Blacks make up 10.2 percent of the U.S. population, but only 1.2 percent of the principal investigators of biomedical research studies are black.
Collins said concerns over this and anecdotal evidence prompted NIH, which is the largest source of funding for medical research in the world, to take a deeper look.
They commissioned a study led by University of Kansas economics professor Donna Ginther. Ginther and colleagues from Discovery Logic, a unit of Thomson Reuters, and the NIH analyzed data from 2000 to 2006.
They studied success rates of applicants of different races with similar research records and affiliations at being awarded a new NIH research project grant.
The raw data showed a 13 percentage point gap in the success rates between black and white applicants. It also showed a 4 percentage point gap in the success rates of white over Asian applicants. There were no apparent differences in success rates among Hispanic and white applicants.
The team next spent more than two years looking for possible explanations for the differences. Among Asian applicants, differences in success rates disappeared when they looked only at applications from U.S. residents, suggesting that language among nonnative speakers may play a role.
Among black applicants, differences in education, country of origin, training, employer characteristics, previous research awards, and publication record accounted for 3 percentage points of the difference.
But that still left a 10 percentage point spread.
That suggests that for every 100 applications from white applicants, 30 percent were funded, but among every 100 applications from blacks, only 20 percent were funded.
The study did not look at gender.
Ginther said the findings suggest one of two possibilities. Either black applicants had not been afforded the same types of "cumulative advantages" as whites -- including education but also mentoring or serving on an NIH grant review panel -- or there was bias in the NIH grant review system.
NIH grant applications are reviewed by a panel of peer scientists that considers the application's scientific significance, but also takes into account the researcher's qualifications and research environment.
When applicants send proposals to the NIH, they identify their race, ethnicity and gender, but this information is removed from the application before the materials are sent to review. Collins said it is possible that reviewers are able to guess the race or ethnicity of an applicant by looking at names or where they trained.
The NIH plans to take several steps to address both of the possibilities suggested by the study. "This is not one of those reports we will look at and put aside," Collins said.

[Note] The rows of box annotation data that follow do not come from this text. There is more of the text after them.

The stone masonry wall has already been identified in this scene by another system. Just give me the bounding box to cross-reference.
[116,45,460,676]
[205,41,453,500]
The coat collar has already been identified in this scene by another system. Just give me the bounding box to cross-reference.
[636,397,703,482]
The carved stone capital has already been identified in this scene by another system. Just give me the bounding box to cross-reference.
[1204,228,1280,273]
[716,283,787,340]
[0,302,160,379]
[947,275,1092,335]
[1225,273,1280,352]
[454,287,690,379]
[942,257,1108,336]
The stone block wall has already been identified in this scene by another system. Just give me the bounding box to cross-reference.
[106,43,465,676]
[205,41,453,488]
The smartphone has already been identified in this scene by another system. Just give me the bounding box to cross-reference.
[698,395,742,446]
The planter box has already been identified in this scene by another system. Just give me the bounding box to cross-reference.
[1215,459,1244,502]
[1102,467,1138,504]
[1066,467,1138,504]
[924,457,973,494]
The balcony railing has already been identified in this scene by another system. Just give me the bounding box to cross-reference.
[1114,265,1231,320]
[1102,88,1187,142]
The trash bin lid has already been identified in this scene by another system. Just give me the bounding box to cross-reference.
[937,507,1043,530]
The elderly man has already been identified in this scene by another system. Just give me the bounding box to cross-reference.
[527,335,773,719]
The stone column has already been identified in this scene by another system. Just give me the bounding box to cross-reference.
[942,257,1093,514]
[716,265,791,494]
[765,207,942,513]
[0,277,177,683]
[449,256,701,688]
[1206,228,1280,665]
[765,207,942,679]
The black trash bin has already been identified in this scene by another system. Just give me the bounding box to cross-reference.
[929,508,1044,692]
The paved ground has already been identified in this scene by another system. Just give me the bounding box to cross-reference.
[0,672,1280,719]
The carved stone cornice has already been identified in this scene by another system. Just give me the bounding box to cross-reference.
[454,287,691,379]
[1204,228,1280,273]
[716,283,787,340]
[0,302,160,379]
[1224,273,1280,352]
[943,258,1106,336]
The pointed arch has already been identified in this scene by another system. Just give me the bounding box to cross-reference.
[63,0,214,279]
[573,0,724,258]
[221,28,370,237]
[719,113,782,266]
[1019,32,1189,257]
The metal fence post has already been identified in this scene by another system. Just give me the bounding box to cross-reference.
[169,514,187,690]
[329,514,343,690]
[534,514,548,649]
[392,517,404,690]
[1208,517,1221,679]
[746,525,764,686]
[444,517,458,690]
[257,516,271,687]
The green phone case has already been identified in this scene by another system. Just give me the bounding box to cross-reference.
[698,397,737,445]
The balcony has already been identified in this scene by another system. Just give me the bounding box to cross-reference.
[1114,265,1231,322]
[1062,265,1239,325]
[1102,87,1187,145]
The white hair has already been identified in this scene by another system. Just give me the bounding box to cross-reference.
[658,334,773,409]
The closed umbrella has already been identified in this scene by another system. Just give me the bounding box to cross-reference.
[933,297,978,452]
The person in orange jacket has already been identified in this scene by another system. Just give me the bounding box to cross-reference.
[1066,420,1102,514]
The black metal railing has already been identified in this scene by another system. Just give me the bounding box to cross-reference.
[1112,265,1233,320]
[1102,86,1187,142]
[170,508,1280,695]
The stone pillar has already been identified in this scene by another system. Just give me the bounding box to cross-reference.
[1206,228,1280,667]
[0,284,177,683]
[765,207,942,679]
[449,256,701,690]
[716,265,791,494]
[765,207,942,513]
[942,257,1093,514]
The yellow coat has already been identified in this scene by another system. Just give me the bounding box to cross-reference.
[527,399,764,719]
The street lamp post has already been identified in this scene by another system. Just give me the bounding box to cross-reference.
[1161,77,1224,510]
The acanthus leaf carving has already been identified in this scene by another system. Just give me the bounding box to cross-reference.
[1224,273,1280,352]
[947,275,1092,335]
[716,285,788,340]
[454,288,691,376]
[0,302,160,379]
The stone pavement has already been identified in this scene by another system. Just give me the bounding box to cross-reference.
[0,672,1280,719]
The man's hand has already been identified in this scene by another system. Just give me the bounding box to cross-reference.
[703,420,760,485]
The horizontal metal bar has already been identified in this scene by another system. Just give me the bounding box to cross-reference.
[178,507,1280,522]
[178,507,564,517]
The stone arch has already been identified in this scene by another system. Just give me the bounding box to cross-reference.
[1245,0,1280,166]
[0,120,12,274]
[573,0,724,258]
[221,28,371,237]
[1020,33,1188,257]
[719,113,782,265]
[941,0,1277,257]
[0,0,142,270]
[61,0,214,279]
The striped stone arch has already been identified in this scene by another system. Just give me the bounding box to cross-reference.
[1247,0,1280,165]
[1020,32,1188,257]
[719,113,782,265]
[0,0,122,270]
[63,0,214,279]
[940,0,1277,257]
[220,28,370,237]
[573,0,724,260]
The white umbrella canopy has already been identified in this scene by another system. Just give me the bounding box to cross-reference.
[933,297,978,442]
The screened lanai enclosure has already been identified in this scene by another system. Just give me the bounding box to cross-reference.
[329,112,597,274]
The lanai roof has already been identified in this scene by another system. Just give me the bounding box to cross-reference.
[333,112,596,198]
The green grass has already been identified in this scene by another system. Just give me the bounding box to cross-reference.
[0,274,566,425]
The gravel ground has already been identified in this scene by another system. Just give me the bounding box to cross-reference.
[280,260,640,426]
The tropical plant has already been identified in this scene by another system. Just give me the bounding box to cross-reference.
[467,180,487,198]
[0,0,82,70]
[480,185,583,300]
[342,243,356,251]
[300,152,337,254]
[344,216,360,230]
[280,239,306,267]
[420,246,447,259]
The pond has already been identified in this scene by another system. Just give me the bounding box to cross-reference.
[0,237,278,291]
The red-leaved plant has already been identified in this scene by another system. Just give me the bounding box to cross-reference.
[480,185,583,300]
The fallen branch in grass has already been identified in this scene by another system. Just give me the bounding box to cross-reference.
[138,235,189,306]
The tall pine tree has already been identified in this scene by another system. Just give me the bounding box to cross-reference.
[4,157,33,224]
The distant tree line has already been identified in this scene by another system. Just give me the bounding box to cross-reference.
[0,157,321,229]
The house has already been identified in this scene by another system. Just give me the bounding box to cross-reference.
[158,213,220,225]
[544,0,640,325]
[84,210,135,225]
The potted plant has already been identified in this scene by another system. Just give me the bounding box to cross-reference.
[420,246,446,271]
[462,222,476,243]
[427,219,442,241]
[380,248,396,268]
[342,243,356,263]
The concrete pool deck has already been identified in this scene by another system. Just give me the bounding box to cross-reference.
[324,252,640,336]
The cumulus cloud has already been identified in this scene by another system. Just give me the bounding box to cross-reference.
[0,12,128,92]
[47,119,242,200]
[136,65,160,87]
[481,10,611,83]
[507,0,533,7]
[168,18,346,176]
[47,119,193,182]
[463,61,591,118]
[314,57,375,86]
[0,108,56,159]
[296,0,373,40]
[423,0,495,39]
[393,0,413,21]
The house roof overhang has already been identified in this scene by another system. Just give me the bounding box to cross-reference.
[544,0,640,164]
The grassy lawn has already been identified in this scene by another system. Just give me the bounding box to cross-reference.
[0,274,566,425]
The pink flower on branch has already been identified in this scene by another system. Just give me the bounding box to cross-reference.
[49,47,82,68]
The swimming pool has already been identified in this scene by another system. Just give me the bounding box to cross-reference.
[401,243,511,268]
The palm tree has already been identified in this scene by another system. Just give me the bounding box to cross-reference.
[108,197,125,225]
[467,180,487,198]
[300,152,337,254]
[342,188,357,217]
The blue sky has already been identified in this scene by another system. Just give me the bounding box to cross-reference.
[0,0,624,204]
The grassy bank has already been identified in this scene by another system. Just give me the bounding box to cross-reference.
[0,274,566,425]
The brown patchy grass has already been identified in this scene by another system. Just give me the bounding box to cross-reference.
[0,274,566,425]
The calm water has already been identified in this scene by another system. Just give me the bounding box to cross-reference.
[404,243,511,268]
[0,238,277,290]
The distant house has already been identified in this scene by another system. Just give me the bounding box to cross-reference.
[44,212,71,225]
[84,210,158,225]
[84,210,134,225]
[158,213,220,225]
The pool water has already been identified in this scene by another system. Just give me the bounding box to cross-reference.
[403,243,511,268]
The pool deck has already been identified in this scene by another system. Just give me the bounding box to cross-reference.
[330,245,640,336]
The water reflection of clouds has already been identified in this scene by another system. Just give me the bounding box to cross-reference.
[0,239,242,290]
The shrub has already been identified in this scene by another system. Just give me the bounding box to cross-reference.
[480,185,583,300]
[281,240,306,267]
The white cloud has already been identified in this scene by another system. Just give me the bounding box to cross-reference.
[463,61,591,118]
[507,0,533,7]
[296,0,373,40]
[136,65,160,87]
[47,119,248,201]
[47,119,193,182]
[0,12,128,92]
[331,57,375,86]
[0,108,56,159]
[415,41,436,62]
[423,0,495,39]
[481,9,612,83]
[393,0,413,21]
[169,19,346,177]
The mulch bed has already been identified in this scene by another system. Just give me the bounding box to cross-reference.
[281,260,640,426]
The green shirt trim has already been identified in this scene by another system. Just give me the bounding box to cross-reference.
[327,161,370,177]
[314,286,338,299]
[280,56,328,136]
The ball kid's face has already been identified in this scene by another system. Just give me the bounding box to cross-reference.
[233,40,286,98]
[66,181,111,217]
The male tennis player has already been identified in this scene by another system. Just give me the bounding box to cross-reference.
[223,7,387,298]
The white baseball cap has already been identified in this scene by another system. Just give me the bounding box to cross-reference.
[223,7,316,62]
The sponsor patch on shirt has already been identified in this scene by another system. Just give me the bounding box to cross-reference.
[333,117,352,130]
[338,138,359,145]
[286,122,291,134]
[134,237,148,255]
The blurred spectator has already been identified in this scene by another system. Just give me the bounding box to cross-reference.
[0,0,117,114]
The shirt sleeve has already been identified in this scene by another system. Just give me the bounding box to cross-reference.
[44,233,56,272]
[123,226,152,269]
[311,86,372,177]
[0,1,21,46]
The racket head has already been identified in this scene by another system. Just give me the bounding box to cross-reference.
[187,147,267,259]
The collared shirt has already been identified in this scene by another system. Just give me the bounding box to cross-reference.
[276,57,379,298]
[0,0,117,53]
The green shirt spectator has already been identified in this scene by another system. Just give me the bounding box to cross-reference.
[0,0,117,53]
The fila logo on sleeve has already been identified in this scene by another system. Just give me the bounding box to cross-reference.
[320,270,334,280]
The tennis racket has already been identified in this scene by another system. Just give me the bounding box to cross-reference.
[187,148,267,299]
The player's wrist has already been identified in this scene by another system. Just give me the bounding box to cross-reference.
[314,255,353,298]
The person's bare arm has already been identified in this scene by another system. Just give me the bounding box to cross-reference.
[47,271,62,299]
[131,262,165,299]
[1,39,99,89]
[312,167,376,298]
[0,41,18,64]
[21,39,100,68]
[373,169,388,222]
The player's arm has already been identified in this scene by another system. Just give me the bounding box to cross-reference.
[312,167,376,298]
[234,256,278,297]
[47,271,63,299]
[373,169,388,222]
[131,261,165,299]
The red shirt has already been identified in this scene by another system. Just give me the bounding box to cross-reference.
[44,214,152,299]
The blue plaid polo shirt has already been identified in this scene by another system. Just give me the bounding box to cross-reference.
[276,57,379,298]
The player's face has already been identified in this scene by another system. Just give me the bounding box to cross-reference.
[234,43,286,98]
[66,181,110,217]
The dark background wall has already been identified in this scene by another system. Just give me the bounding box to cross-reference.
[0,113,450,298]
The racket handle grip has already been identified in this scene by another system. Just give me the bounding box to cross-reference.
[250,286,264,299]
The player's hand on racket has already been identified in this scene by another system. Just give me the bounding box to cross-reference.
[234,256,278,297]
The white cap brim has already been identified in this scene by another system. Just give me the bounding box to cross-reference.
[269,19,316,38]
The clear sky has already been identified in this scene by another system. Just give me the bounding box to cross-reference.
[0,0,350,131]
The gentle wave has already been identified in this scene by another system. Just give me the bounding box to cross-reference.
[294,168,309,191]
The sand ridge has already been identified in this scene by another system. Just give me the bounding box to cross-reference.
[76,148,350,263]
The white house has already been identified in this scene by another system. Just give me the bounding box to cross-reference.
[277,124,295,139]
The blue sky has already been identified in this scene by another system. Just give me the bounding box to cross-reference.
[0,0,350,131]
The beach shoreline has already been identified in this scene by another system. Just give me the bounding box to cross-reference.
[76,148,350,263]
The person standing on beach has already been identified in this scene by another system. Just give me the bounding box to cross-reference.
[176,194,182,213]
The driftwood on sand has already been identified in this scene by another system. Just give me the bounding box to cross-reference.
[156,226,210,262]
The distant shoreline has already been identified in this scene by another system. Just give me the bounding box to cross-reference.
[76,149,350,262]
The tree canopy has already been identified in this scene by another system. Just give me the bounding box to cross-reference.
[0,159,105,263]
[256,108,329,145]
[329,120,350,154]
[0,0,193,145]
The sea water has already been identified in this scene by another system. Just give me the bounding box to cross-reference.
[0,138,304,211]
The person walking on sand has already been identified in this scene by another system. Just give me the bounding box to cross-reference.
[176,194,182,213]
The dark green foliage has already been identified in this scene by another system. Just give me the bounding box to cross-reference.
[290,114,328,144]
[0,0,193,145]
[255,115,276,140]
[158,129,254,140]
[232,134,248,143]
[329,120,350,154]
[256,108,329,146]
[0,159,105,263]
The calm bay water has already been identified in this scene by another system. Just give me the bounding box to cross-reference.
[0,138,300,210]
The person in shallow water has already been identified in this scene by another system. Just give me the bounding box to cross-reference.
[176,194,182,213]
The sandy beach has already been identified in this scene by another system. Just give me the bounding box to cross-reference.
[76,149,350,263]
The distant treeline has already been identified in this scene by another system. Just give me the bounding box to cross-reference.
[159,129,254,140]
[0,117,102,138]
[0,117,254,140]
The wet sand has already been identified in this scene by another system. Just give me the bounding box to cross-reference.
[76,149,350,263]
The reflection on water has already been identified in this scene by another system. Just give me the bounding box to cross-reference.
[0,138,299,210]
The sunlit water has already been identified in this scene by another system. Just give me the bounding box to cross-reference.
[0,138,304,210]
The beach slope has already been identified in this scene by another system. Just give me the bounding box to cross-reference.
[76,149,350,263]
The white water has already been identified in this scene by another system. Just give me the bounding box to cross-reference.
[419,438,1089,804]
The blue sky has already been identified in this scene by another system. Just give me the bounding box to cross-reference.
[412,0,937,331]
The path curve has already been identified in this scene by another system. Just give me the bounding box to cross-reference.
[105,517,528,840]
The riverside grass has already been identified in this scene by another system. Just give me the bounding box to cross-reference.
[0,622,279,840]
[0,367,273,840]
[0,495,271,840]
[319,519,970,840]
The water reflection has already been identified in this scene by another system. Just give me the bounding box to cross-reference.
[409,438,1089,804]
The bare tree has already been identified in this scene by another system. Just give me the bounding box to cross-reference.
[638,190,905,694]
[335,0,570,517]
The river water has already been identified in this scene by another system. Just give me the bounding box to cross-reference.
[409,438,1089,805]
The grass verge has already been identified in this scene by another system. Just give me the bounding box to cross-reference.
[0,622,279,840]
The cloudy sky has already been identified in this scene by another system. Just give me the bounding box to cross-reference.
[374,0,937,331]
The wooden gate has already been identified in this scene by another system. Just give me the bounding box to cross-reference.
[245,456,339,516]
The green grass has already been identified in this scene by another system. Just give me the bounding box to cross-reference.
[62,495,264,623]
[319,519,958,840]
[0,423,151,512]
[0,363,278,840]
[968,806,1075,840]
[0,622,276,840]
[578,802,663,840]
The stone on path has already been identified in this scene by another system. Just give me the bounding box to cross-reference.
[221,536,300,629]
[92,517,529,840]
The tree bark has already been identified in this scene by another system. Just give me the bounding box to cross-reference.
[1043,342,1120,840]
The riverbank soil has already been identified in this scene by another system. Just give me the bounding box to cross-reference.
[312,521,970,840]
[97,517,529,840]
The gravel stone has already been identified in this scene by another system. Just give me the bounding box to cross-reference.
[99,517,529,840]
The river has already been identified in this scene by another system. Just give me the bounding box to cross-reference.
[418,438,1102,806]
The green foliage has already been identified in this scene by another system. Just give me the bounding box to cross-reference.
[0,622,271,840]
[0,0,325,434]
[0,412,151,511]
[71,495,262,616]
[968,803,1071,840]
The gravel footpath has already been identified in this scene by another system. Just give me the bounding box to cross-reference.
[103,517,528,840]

To address the potential for what Collins called "insidious bias" in the review process, NIH will conduct different studies in which grants are reviewed based on the scientific merits alone -- without offering any information about the applicant's qualifications or background.
The NIH plans to start a program in which promising young researchers from underserved groups are invited to serve on more grant review panels.
"We aim to have 50 assigned to each of NIH's three rounds of grant review panels in the 2012 grant year, which begins October 1," Collins said.
He also has set up two high-level advisory groups to gather expert advice about possible causes and actions NIH can take. The NIH will also support more mentoring efforts at research institutions.